Why Notre Dame will be the toughest bubble team for the committee to evaluate

Notre Dame forward Bonzie Colson returned from injury two weeks ago. (AP Photo/Julie Jacobson)
Notre Dame forward Bonzie Colson returned from injury two weeks ago. (AP Photo/Julie Jacobson)

The fate of college basketball’s most frequently discussed bubble team will probably be determined by the answer to one simple question.

How much will the selection committee take into account the rash of injuries Notre Dame endured this season when evaluating the Irish?

Notre Dame can no longer do anything to improve its chances after Duke decisively ended the Irish’s run in the ACC tournament on Thursday night with an 88-70 quarterfinal rout. That loss leaves Notre Dame with a season-long resume that doesn’t compare favorably with most other bubble teams at first glance.

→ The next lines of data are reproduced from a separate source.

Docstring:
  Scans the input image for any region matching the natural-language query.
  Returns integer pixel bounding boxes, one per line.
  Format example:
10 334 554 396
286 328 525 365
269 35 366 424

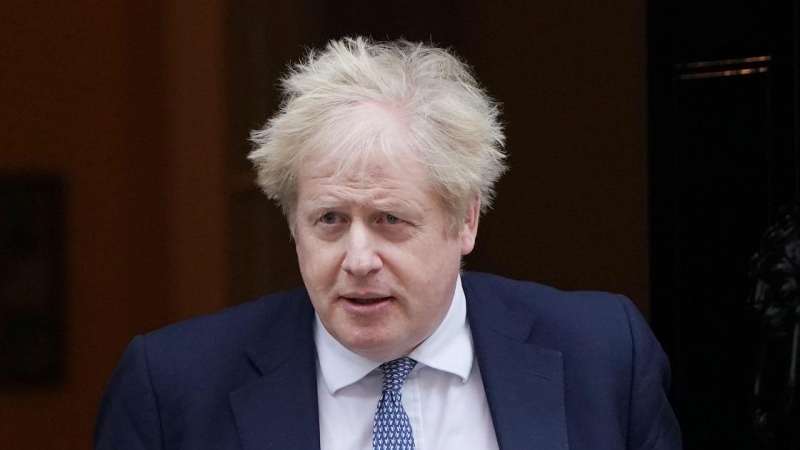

A victory over Wichita State in the Maui Invitational title game is Notre Dame’s most notable win this season. The Irish also edged Syracuse in the Carrier Dome, thumped North Carolina State and Florida State at home and rallied past Virginia Tech during Wednesday’s second round of the ACC tournament.

[It’s bracket time! Sign up now to play Tourney Pick’em]

Notre Dame’s two quadrant 1 victories are the fewest among bubble teams in contention for the final at-large bids to the NCAA tournament. The Irish also have a trio of losses against sub-100 RPI teams, one to Ball State at home, another to Indiana on a neutral court and a third to Georgia Tech on the road.

The above graph plainly lays out how Notre Dame’s resume compares numerically to other bubble teams, and it’s not pretty for the Irish. At minimum, Oklahoma, Alabama, UCLA and Oklahoma State would all seem to have superior cases.

For Notre Dame to receive an NCAA tournament bid on Sunday, the Irish probably need the selection committee to consider that preseason All-American Bonzie Colson missed 15 games during ACC play and standout point guard Matt Farrell was either out or hobbled for seven. Notre Dame went 14-5 with both players available, 6-9 without Colson and 1-4 when neither played.

Farrell, Notre Dame’s second-leading scorer and best playmaker, rushed back from a bone bruise in his ankle with the Irish in the midst of a seven-game losing streak. Colson missed eight weeks after fracturing his foot in late December and only returned for the final week of ACC play.

When Notre Dame regained Colson and Farrell, the Irish knew they had to show the committee they were a different team at full strength. Not only did they have to win games, they needed to look impressive doing so.

While a narrow loss at top-ranked Virginia last Saturday was certainly a respectable outcome, Notre Dame probably didn’t achieve the style points it wanted at the ACC tournament. The Irish survived an unfathomably close opening-round game against last-place Pittsburgh, rallied from 21 down to beat Virginia Tech in the second round and then ran out of gas against a superior Duke team on Thursday.

Couple that with the fact that the Ball State and Indiana losses both came in December with Colson and Farrell healthy, and it leaves the committee with a tough call.

Should Notre Dame be judged on the entirety of its season-long resume or just the games in which it was at full strength? And did the Irish accomplish enough when they were healthy to definitively show that they’re NCAA tournament-caliber?

Those are two tough questions that the committee may spend awhile debating between now and Sunday afternoon.